Une « grande incertitude concernant l’évolution de la maladie et l’efficacité des mesures prises pour la maîtriser » entoure toujours le moment auquel l’économie américaine redémarrera et avec quelle vigueur, a souligné hier le patron de la Banque centrale américaine, Jerome Powell, même s’il voit quelques signes positifs, notamment un rebond surprise de l’emploi au mois de mai.
Il craint que si la crise devait perdurer, les petites et moyennes entreprises ne puissent y survivre. M. Powell a aussi souligné que la pandémie avait le plus durement touché ceux qui étaient déjà les plus vulnérables.
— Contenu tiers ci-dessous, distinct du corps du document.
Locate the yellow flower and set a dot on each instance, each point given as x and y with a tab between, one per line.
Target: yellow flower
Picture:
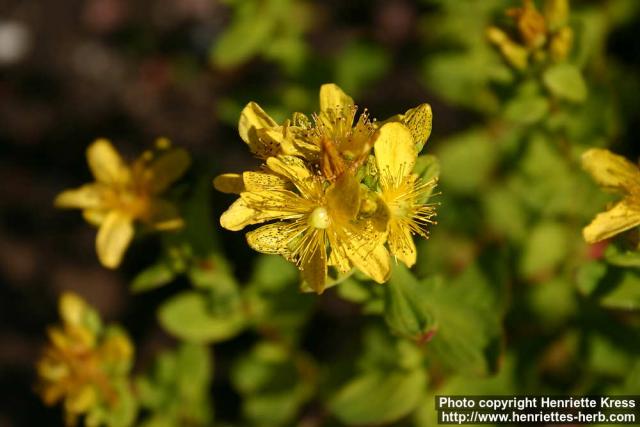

Il a rappelé que son institution avait injecté des milliers de milliards de dollars et mis en place de nombreux programmes pour venir à la rescousse d’une économie mise à genoux par le confinement forcé pendant des semaines d’une bonne partie de la population.
Mais, dans ce qui semble un appel à faire plus en matière de relance, il a souligné que les actions de la Fed « sont seulement une partie de la réponse plus large du secteur public », et le soutien que seul le Congrès peut apporter « peut faire toute la différence, pas seulement en aidant les familles et les entreprises dans le besoin, mais aussi en limitant les effets néfastes à long terme sur l’économie ».